The first thing you should
do is ask yourself if you were your bank manager, how would you decide. You
should look for documents that show the buyer is serious about buyer the house
and their willingness to payback the debt. Checking the potential buyers
employment and sources of income can also help you decide the course of action,
as to can a credit report. Asking to see financial statement and alike from the
buyer is also a good idea.
If you are leaning towards
provide some finance, for the buyer, it is a wise idea to have a contingency in
writing. The purchase contract should state the amount, interest rate and
time-period of the seller financing and contain a section allowing you to
endorse the buyers monetary circumstances before you advance with the loan.
Getting some extra advice is
always recommended in these types of situations and it may be appropriate to
call your accountant or attorney, especially as lending money to someone buying
your home could affect your income taxes, as interest earned on the loan can be
taxed as income. Also, your attorney should draw up any loan document.
When
deciding how to stage the payments, you should set a short-term loan
arrangement. A payback period of around the 5-year mark is usually the norm.
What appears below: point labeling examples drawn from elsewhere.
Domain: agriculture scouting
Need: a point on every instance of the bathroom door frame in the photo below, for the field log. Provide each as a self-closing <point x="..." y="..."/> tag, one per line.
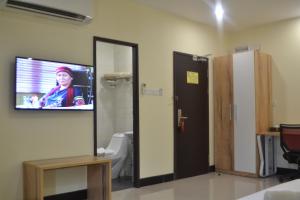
<point x="135" y="105"/>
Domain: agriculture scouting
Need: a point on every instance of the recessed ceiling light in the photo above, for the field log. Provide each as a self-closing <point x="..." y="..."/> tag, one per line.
<point x="219" y="12"/>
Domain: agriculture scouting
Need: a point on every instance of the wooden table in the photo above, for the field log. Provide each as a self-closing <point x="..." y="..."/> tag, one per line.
<point x="98" y="175"/>
<point x="269" y="133"/>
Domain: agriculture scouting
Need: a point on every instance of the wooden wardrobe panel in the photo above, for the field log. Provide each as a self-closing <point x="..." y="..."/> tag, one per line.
<point x="223" y="122"/>
<point x="263" y="91"/>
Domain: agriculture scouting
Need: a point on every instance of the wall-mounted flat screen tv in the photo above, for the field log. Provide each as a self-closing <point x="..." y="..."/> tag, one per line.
<point x="51" y="85"/>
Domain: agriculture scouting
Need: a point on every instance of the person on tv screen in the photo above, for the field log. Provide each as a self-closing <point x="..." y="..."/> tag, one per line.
<point x="64" y="94"/>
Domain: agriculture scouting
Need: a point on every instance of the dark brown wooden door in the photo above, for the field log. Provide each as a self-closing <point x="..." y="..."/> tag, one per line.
<point x="190" y="115"/>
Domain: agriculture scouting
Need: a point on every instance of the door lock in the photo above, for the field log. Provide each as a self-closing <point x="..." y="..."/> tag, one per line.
<point x="180" y="120"/>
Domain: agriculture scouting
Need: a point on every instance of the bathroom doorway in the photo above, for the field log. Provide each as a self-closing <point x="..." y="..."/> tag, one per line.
<point x="116" y="134"/>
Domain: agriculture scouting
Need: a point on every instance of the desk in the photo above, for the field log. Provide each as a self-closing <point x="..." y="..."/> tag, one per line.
<point x="98" y="175"/>
<point x="270" y="133"/>
<point x="267" y="152"/>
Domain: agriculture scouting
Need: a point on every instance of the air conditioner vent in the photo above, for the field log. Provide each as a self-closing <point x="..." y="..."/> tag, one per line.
<point x="50" y="10"/>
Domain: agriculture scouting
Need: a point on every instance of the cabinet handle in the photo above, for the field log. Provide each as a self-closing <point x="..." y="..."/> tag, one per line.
<point x="230" y="112"/>
<point x="235" y="112"/>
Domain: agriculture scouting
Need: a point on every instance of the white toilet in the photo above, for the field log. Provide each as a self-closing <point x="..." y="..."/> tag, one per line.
<point x="116" y="151"/>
If
the loan is to bridge the difference until the buyer sells their home then the
payback time will be lower than 5 years.
Securing the loan that you
offer to the buyer is paramount to protecting yourself against future outcomes.
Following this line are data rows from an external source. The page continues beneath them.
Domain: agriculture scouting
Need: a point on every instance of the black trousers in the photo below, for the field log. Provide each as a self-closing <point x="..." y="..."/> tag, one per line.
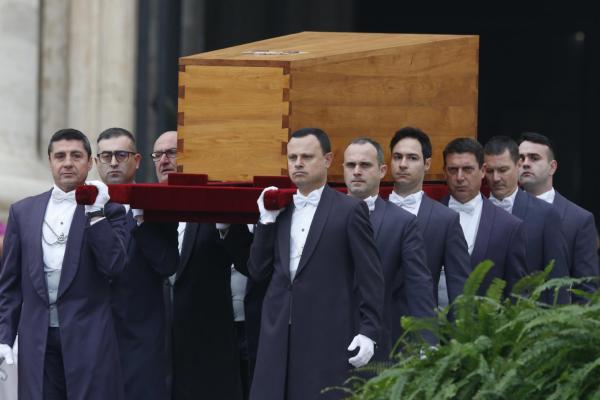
<point x="55" y="387"/>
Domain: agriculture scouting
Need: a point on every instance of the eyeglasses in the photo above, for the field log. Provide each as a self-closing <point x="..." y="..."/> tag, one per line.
<point x="120" y="155"/>
<point x="157" y="155"/>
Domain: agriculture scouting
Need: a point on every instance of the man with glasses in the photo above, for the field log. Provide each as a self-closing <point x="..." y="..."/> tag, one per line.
<point x="137" y="300"/>
<point x="204" y="346"/>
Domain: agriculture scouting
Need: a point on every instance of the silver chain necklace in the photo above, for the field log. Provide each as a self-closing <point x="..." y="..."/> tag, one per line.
<point x="60" y="239"/>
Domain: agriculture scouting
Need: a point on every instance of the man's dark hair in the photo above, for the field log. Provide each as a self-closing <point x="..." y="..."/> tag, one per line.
<point x="316" y="132"/>
<point x="465" y="145"/>
<point x="414" y="133"/>
<point x="497" y="145"/>
<point x="539" y="139"/>
<point x="70" y="134"/>
<point x="116" y="132"/>
<point x="374" y="143"/>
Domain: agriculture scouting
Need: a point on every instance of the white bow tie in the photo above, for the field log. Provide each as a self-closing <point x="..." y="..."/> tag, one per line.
<point x="505" y="203"/>
<point x="371" y="203"/>
<point x="409" y="201"/>
<point x="60" y="196"/>
<point x="301" y="201"/>
<point x="461" y="208"/>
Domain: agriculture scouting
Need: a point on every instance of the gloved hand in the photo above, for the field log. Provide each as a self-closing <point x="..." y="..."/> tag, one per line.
<point x="267" y="216"/>
<point x="101" y="199"/>
<point x="138" y="215"/>
<point x="365" y="352"/>
<point x="6" y="354"/>
<point x="223" y="229"/>
<point x="16" y="349"/>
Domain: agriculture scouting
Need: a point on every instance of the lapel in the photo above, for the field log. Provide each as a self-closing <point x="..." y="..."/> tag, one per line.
<point x="520" y="204"/>
<point x="35" y="224"/>
<point x="73" y="250"/>
<point x="424" y="213"/>
<point x="130" y="226"/>
<point x="484" y="230"/>
<point x="377" y="215"/>
<point x="189" y="239"/>
<point x="284" y="230"/>
<point x="561" y="205"/>
<point x="316" y="226"/>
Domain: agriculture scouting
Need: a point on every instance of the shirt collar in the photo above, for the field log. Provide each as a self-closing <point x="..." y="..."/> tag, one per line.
<point x="59" y="196"/>
<point x="548" y="196"/>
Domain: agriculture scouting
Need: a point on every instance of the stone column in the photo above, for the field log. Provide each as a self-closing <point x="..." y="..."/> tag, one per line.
<point x="101" y="65"/>
<point x="65" y="63"/>
<point x="22" y="171"/>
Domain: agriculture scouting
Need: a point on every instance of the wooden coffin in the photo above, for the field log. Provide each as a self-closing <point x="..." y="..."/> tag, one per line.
<point x="237" y="106"/>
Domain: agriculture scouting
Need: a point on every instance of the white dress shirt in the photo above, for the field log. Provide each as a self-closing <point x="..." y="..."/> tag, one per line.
<point x="371" y="203"/>
<point x="548" y="196"/>
<point x="180" y="235"/>
<point x="238" y="292"/>
<point x="410" y="203"/>
<point x="506" y="203"/>
<point x="301" y="219"/>
<point x="470" y="214"/>
<point x="57" y="223"/>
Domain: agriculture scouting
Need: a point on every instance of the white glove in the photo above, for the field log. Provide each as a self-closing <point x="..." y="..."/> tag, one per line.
<point x="365" y="352"/>
<point x="267" y="216"/>
<point x="138" y="215"/>
<point x="6" y="354"/>
<point x="16" y="349"/>
<point x="102" y="197"/>
<point x="223" y="229"/>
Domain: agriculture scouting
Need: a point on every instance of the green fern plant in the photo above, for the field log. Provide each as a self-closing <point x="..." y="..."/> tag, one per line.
<point x="492" y="347"/>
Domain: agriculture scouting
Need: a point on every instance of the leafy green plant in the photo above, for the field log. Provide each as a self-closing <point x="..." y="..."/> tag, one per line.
<point x="492" y="347"/>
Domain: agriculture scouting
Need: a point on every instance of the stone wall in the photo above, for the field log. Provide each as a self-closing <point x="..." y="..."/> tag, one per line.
<point x="65" y="63"/>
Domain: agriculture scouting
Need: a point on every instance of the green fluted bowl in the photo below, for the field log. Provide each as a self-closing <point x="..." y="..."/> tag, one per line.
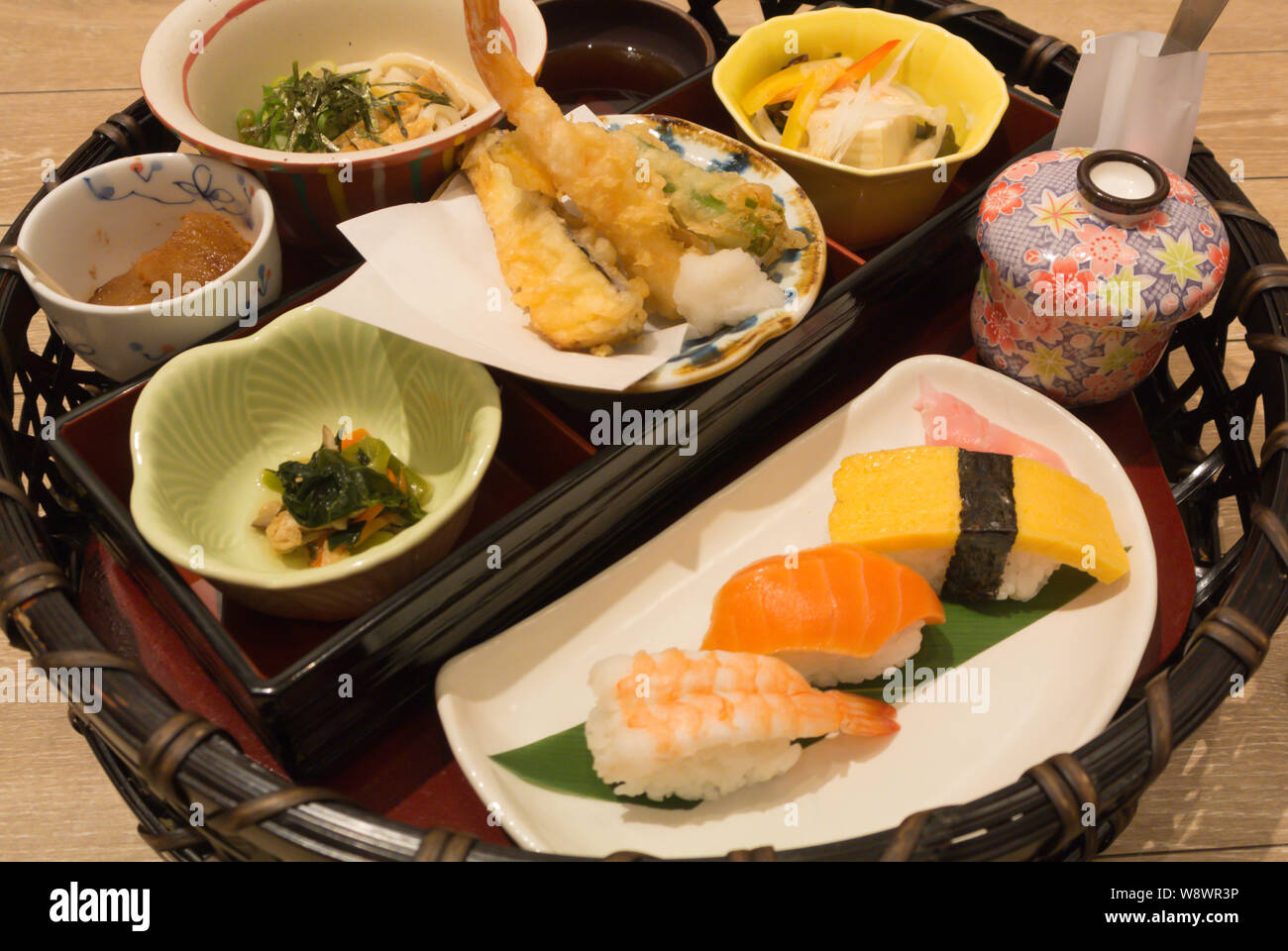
<point x="213" y="418"/>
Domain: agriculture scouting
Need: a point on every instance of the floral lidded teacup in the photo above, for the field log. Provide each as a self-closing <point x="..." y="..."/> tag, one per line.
<point x="1090" y="262"/>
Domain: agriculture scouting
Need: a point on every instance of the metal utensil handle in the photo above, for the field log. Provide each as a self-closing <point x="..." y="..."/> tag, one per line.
<point x="1190" y="25"/>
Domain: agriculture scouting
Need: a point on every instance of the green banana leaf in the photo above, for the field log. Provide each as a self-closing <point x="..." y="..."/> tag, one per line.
<point x="563" y="763"/>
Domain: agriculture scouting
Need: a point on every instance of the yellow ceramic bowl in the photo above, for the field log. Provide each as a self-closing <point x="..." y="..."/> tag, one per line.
<point x="863" y="208"/>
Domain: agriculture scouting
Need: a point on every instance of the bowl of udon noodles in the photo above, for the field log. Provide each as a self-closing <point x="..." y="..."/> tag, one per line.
<point x="339" y="108"/>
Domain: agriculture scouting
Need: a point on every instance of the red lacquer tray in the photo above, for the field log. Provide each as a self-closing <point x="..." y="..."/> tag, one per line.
<point x="404" y="770"/>
<point x="408" y="774"/>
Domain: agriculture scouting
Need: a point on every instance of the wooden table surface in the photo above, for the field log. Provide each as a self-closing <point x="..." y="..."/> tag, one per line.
<point x="65" y="65"/>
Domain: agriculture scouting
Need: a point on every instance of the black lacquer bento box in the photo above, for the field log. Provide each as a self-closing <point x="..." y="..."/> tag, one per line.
<point x="217" y="701"/>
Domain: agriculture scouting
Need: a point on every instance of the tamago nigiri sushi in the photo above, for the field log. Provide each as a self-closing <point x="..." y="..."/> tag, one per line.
<point x="975" y="525"/>
<point x="700" y="724"/>
<point x="837" y="613"/>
Securing the loan to the property is normally what happens in carrying back
loans, giving you the option, in the event of the buyer defaulting the loan,
foreclosing and evicting them.
One final tip is the hire a
servicer. You might be happy to offer a loan, however, you may not want all the
paperwork that comes with it. A servicer company will carry out all major items
such as calculating the principal amount, the interest and outstanding balance
on the loan. They will also send payment coupons to the buyer, make deposits
into your bank account and other services.